Si le dispositif de protection temporaire est si contraignant qu'il ne peut jamais être mis en oeuvre, il faut en changer. Avec cette proposition de résolution, nous souhaitons faire bouger le cadre juridique européen. Nous voudrions pouvoir compter sur notre assemblée pour l'adopter et sur la France pour agir auprès des instances européennes. Allez-vous, mesdames et messieurs les sénateurs de la majorité, décevoir cette attente en vous réfugiant dans un juridisme stérile fondé sur un texte communautaire mort-né ? (Applaudissements à gauche)
A la demande du groupe socialiste, la motion n°1 est mise aux voix par scrutin public.
M. le président. - Voici les résultats du scrutin :
Nombre de votants | 337 |
Nombre de suffrages exprimés | 335 |
Majorité absolue des suffrages exprimés | 168 |
Pour l'adoption | 183 |
Contre | 152 |
La motion est adoptée.
Prochaine séance demain, jeudi 11 février 2010, à 9 heures.
La séance est levée à 18 h 40.
Le Directeur du service du compte rendu analytique :
René-André Fabre
ORDRE DU JOUR
du jeudi 11 février 2010
Séance publique
À 9 HEURES
1. Proposition de loi visant à supprimer la fiscalisation des indemnités journalières versées aux victimes d'accident du travail, à instaurer la réparation intégrale des préjudices subis par les accidentés du travail et à intégrer le montant des cotisations accidents du travail et maladies professionnelles versé par les entreprises dans leur chiffre d'affaires soumis à l'impôt sur les sociétés, présentée par Mme Annie David et les membres du groupe CRC-SPG (n° 194, 2009-2010).

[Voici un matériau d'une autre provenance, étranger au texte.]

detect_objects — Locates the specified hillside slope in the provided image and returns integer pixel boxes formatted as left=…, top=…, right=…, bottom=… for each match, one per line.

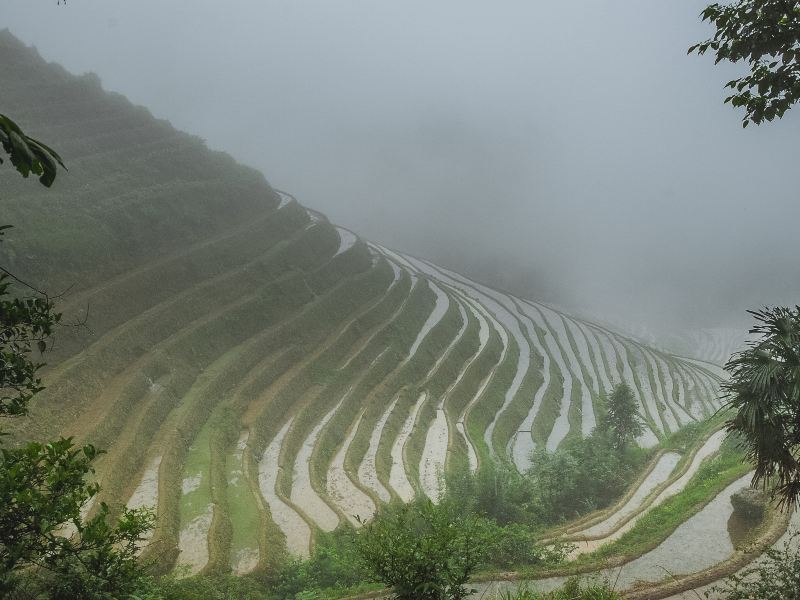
left=0, top=32, right=719, bottom=572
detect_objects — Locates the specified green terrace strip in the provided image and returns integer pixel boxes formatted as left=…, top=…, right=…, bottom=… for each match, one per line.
left=520, top=434, right=751, bottom=578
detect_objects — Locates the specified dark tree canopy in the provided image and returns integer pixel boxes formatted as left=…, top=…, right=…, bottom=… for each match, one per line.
left=0, top=114, right=66, bottom=187
left=723, top=306, right=800, bottom=505
left=689, top=0, right=800, bottom=127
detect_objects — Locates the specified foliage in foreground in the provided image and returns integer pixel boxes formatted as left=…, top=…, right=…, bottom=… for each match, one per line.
left=706, top=533, right=800, bottom=600
left=500, top=578, right=622, bottom=600
left=356, top=501, right=487, bottom=600
left=689, top=0, right=800, bottom=127
left=723, top=306, right=800, bottom=505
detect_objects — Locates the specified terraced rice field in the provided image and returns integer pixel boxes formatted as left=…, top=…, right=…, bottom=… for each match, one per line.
left=0, top=36, right=732, bottom=573
left=26, top=211, right=718, bottom=572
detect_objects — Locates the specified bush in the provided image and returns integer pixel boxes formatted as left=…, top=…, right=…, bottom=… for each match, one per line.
left=526, top=432, right=647, bottom=524
left=356, top=500, right=486, bottom=600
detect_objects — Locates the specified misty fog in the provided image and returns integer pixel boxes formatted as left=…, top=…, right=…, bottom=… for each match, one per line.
left=7, top=0, right=800, bottom=327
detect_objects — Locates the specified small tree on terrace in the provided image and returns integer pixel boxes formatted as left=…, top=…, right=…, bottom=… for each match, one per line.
left=600, top=381, right=644, bottom=450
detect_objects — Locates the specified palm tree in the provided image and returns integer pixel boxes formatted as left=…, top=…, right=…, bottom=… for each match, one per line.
left=723, top=306, right=800, bottom=506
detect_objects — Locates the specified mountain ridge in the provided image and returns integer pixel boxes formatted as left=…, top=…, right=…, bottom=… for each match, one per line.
left=0, top=32, right=719, bottom=572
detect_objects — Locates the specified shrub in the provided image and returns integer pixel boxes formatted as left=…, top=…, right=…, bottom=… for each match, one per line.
left=356, top=500, right=486, bottom=600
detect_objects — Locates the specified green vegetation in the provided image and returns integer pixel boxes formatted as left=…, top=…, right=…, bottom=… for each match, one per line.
left=576, top=438, right=752, bottom=572
left=714, top=533, right=800, bottom=600
left=356, top=501, right=488, bottom=600
left=723, top=306, right=800, bottom=506
left=0, top=115, right=153, bottom=599
left=500, top=579, right=623, bottom=600
left=598, top=381, right=644, bottom=450
left=689, top=0, right=800, bottom=127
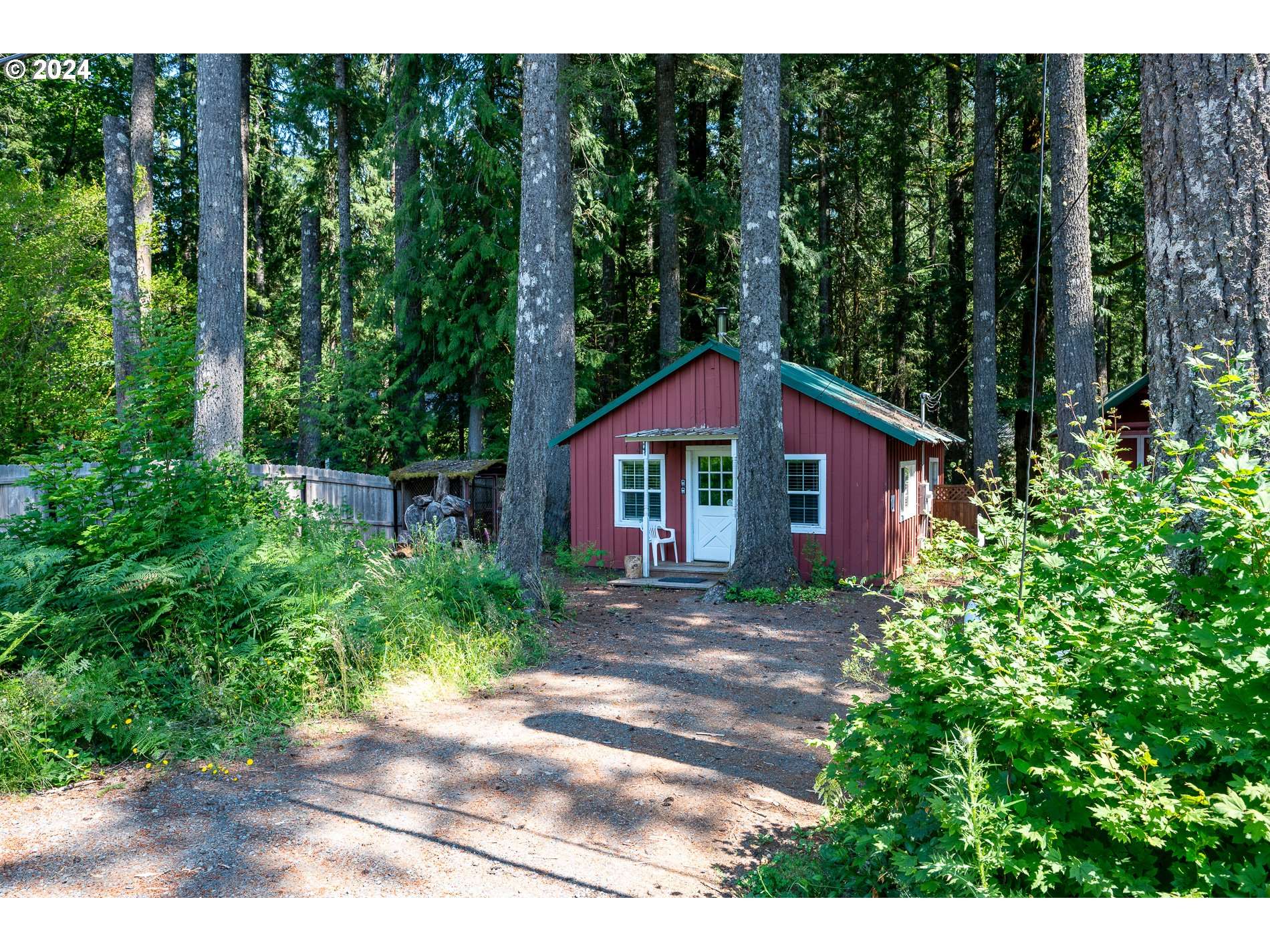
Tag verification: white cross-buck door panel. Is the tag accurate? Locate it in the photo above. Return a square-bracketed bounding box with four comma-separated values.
[688, 447, 737, 563]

Rapport de Mme Annie David, fait au nom de la commission des affaires sociales (n° 256, 2009-2010).
À 15 HEURES
2. Proposition de loi, adoptée avec modifications par l'Assemblée nationale en deuxième lecture, renforçant la lutte contre les violences de groupes et la protection des personnes chargées d'une mission de service public (n° 236, 2009-2010).
Rapport de M. François Pillet, fait au nom de la commission des lois constitutionnelles, de législation, du suffrage universel, du Règlement et d'administration générale (n° 259, 2009-2010).
Texte de la commission (n° 260, 2009-2010).
3. Proposition de loi relative à la solidarité des communes dans le domaine de l'alimentation en eau et de l'assainissement des particuliers, présentée par M. Christian Cambon et plusieurs de ses collègues du groupe UMP (n° 228 rectifié, 2008-2009).
Rapport de M. Michel Houel, fait au nom de la commission de l'économie, du développement durable et de l'aménagement du territoire (n° 242, 2009-2010).
Texte de la commission (n° 243, 2009-2010).